Gdy już mamy trochę doświadczenia w określonym obszarze, warto przejść w tryb poszerzania swojej wiedzy zgodnie z modelem T-shaped skills. Czyli trochę pogłębiamy naszą wiedzę w wąskiej dziedzinie, ale jednocześnie staramy się poznać podstawy z innych obszarów, z którymi mamy czasami styczność w codziennej pracy. To pozwoli nam pracować bardziej efektywnie, bo niektóre, prostsze zadania spoza naszej głównej ścieżki rozwoju będziemy w stanie zrobić sami. Co równie ważne, zrozumienie przykładowo jak działa frontend pozwoli programiście od backendu lepiej komunikować się z frontendowcem i szybciej rozwiązywać problemy na styku tych dwóch warstw.

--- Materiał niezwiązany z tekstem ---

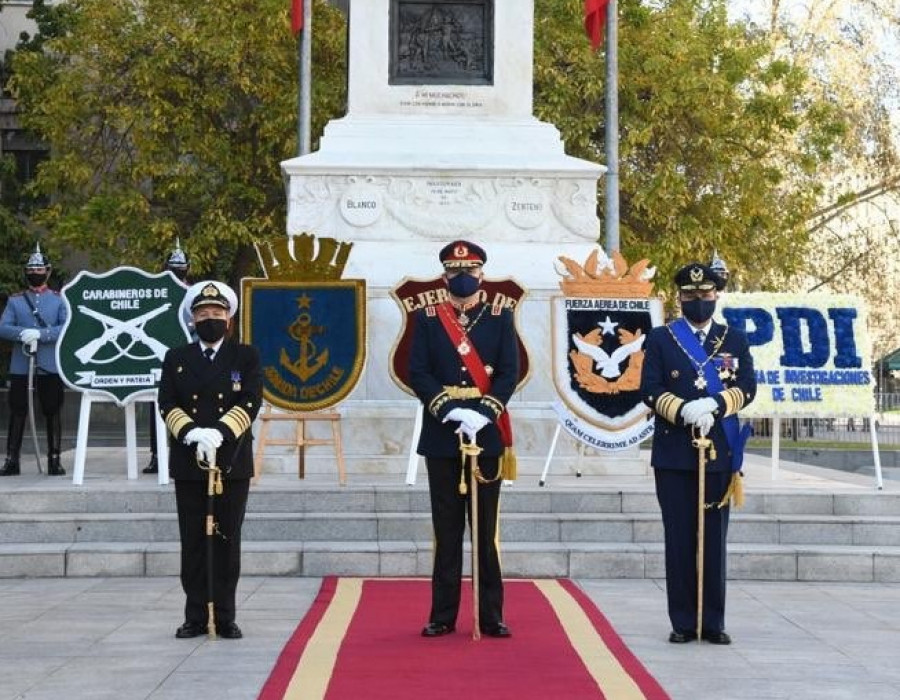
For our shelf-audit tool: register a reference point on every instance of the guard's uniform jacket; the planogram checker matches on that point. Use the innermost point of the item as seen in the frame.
(440, 379)
(224, 394)
(667, 383)
(438, 375)
(17, 316)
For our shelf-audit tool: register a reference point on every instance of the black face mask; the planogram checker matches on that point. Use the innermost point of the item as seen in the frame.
(698, 310)
(463, 286)
(211, 330)
(35, 280)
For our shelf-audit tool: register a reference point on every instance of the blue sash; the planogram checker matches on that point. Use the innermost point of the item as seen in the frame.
(734, 433)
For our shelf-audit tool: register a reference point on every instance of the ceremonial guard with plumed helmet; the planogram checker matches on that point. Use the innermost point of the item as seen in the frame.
(464, 366)
(32, 320)
(697, 375)
(178, 264)
(209, 395)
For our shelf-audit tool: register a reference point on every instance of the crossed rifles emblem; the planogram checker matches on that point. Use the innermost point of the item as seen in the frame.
(114, 328)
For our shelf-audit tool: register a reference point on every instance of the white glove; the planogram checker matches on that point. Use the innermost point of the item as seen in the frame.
(704, 423)
(692, 410)
(205, 454)
(193, 436)
(30, 335)
(214, 437)
(457, 414)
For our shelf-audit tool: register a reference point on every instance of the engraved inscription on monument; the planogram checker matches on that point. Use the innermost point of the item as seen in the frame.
(442, 42)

Kolejnym ważnym aspektem poznawania obszarów poza naszą początkową specjalizacją jest to, że może się z czasem okazać, że nie tylko temat A jest dla nas bardzo interesujący, ale równiez i zadania z obszaru B robimy z dużą chęcią. W zależności od stopnia zainteresowania drugą specjalizacją, może to skutkować zmianą głównej dziedziny na inną albo ukierunkowaniem się, przykładowo, na fullstack developera. Takie osoby są bardzo poszukiwane na rynku, bo w tak szybko zmieniającej się branży jak nasza, technologie i narzędzia ewoluują bardzo szybko i bycie na biężąco w dwóch specjalizacjach jest dużo trudniejsze niż w jednej.
A co jeśli już jesteś seniorem? Niektórzy pozostają w wąskiej specjalizacji z sensowną wiedzą z kilku innych obszarów, inni do jednej dziedziny dodają drugą i zostają fullstackami. Jeszcze inni do specjalizacji technologicznej dodają domenową i stają się ekspertami od aplikacji w branży ubezpieczeniowej, finansowej czy w blockchainie. Pozostali odkrywają w sobie talent do prowadzenia zespołów i zarządzania ludźmi. Wtedy nie liczy się bycie najlepszym programistą w zespole, a umiejętność komunikacji, rozwiązywania konfliktów, motywowania i patrzenia dalej niż tylko najbliższy sprint albo dwa.
Podsumowując: tak, jak zawuażył Krzysiek – nie ma uniwersalnej recepty na sukces, ale na szczęście istnieją takie mikro recepty i przerobione lekcje od ludzi bardziej doświadczonych w materii od nas i mam nadzieję, że te powyższe takimi właśnie się dla Was okażą. Enjoy!